Ah ! cette presse, que de mal on en dit ! Il est certain que, depuis une trentaine d'années, elle évolue avec une rapidité extrême. Les changements sont complets et formidables. Il n'y a qu'à comparer les journaux des premiers temps du Second Empire1, muselés2, relativement rares, d'allures doctrinaires, aux journaux débordants d'aujourd'hui, lâchés en pleine liberté, roulant le flot déchaîné de l'information à outrance. Là est la formule nouvelle : l'information. C'est l'information qui, peu à peu, en s'étalant, a transformé le journalisme, tué les grands articles de discussion, tué la critique littéraire, donné chaque jour plus de place aux dépêches, aux nouvelles grandes et petites, aux procès-verbaux des reporters et des interviews. Il s'agit d'être renseigné tout de suite. Est‑ce le journal qui a éveillé dans le public cette curiosité croissante ? Est-ce le public qui exige du journal cette indiscrétion de plus en plus prompte3? Le fait est qu'ils s'enfièvrent l'un l'autre, que la soif de l'un s'exaspère à mesure que l'autre s'efforce, dans son intérêt, de la contenter. Et c'est alors qu'on se demande, devant cette exaltation de la vie publique, s'il y a là un bien ou un mal. Beaucoup s'inquiètent. [...]

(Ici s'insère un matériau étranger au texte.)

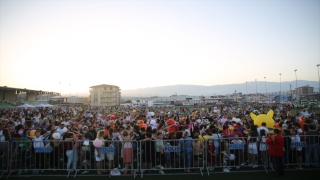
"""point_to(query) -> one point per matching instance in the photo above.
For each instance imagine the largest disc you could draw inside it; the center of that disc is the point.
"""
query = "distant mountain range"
(197, 90)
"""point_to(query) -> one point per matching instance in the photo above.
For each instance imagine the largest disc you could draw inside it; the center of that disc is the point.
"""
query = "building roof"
(103, 85)
(5, 88)
(305, 86)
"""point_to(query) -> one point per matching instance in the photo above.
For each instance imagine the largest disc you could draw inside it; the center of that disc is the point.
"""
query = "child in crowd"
(210, 154)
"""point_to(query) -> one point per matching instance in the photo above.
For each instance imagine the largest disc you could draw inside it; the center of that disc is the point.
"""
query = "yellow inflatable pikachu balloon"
(267, 118)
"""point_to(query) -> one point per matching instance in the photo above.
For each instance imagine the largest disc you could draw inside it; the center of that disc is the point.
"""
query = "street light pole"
(70, 94)
(280, 89)
(295, 72)
(247, 91)
(60, 94)
(265, 85)
(256, 92)
(318, 76)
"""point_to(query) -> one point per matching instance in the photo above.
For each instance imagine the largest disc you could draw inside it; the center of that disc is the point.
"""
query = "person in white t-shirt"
(153, 123)
(263, 127)
(297, 150)
(66, 122)
(38, 143)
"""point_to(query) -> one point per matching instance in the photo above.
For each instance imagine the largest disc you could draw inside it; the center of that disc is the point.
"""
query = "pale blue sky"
(136, 44)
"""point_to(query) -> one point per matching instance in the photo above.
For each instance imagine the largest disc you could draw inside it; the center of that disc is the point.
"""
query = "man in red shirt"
(275, 150)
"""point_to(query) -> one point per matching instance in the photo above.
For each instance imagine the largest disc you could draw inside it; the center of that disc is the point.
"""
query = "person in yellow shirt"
(207, 135)
(197, 134)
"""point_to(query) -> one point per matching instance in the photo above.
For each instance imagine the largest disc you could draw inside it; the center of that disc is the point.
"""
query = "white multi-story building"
(105, 95)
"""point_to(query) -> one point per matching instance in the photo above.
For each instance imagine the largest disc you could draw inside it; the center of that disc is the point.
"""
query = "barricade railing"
(301, 150)
(235, 152)
(39, 156)
(164, 155)
(253, 153)
(4, 157)
(112, 155)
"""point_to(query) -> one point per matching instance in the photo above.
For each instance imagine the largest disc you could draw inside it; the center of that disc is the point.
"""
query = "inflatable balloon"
(64, 130)
(32, 133)
(232, 157)
(267, 118)
(56, 136)
(97, 143)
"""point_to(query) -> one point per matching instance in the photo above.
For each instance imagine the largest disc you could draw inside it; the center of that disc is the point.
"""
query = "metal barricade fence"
(147, 156)
(113, 155)
(236, 152)
(39, 156)
(301, 150)
(4, 157)
(163, 155)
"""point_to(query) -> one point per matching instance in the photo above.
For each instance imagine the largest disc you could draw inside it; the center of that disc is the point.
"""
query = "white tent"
(41, 105)
(25, 106)
(48, 105)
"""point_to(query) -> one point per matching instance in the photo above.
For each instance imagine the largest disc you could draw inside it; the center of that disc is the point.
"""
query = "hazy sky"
(136, 44)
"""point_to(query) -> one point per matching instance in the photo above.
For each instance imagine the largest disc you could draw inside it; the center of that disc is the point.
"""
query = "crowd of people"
(202, 135)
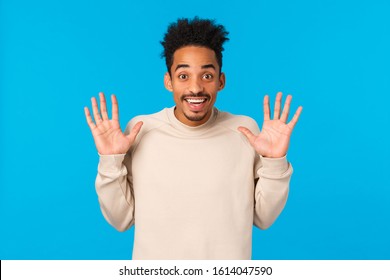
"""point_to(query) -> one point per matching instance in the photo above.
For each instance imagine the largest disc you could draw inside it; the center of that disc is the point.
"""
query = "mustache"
(201, 94)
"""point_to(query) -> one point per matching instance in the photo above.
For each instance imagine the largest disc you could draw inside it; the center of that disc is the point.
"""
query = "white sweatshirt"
(192, 192)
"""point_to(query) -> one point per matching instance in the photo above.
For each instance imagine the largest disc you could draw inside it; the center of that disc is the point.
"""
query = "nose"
(195, 86)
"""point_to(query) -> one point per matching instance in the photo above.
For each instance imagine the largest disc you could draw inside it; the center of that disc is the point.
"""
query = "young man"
(192, 179)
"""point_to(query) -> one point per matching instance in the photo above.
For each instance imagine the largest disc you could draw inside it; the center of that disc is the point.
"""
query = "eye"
(208, 76)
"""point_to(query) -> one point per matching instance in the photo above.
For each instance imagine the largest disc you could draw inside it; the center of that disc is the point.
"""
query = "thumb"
(134, 132)
(248, 134)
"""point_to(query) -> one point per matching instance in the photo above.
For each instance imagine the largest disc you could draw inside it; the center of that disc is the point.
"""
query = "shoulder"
(150, 121)
(232, 122)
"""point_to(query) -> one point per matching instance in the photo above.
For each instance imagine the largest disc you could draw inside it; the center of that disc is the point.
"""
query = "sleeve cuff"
(274, 166)
(111, 162)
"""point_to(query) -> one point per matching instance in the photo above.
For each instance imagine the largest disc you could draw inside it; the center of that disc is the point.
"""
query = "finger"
(115, 109)
(90, 122)
(286, 109)
(277, 106)
(295, 118)
(103, 106)
(248, 134)
(134, 132)
(95, 110)
(266, 108)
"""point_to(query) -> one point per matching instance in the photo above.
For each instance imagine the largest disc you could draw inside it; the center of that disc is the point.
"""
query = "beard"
(196, 117)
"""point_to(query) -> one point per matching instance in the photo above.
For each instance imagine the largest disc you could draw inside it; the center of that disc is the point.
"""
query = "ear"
(168, 81)
(222, 81)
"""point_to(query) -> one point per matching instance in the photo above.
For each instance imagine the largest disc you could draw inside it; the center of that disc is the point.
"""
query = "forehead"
(194, 56)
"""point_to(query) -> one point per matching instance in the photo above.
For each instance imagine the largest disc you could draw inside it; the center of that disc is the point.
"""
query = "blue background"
(332, 56)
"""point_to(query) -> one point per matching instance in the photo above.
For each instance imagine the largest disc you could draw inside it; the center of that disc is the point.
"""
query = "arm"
(273, 170)
(271, 190)
(113, 182)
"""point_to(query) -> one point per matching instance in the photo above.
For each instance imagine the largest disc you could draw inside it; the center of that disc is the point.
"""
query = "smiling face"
(194, 81)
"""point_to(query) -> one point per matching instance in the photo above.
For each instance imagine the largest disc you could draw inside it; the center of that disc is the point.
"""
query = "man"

On a désiré savoir parfois ce que je pensais de cette opinion. Ma réponse est que je suis pour et avec la presse. [...]
D'ailleurs, il faut toujours avoir foi dans l'avenir. Rien ne peut se juger définitivement, car tout reste en marche. Cela est surtout vrai, en ce moment, pour la presse. Ce n'est pas la juger avec justice que de s'en tenir au mal qu'elle fait. Sans doute, elle détraque nos nerfs, elle charrie4 de la prose exécrable, elle semble avoir tué la critique littéraire, elle est souvent inepte5 et violente. Mais elle est une force qui sûrement travaille à l'expansion des sociétés de demain : travail obscur pour nous, dont nul ne peut prévoir les résultats, travail à coup sûr nécessaire, d'où sortira la vie nouvelle. Que de boue et de sang faut-il pour créer un monde ? Jamais l'humanité n'a fait un pas en avant sans écraser les vaincus. Et, pour en rester à la seule question littéraire, certes, si la littérature est une récréation de lettrés, l'amusement réservé à une classe, la presse est en train de tuer la littérature. Seulement, elle apporte autre chose, elle répand la lecture, appelle le plus grand nombre à l'intelligence de l'art. À quelle formule cela aboutira‑t‑il ? je l'ignore. On peut constater simplement que, si nous assistons à l'agonie de la littérature d'une élite, c'est que la littérature de nos démocraties modernes va naître. Se fâcher et résister serait ridicule, car on n'arrête pas une révolution. Au bout de toutes les manifestations de la vie, dans le sang et les ruines, il y a quelque chose de grand.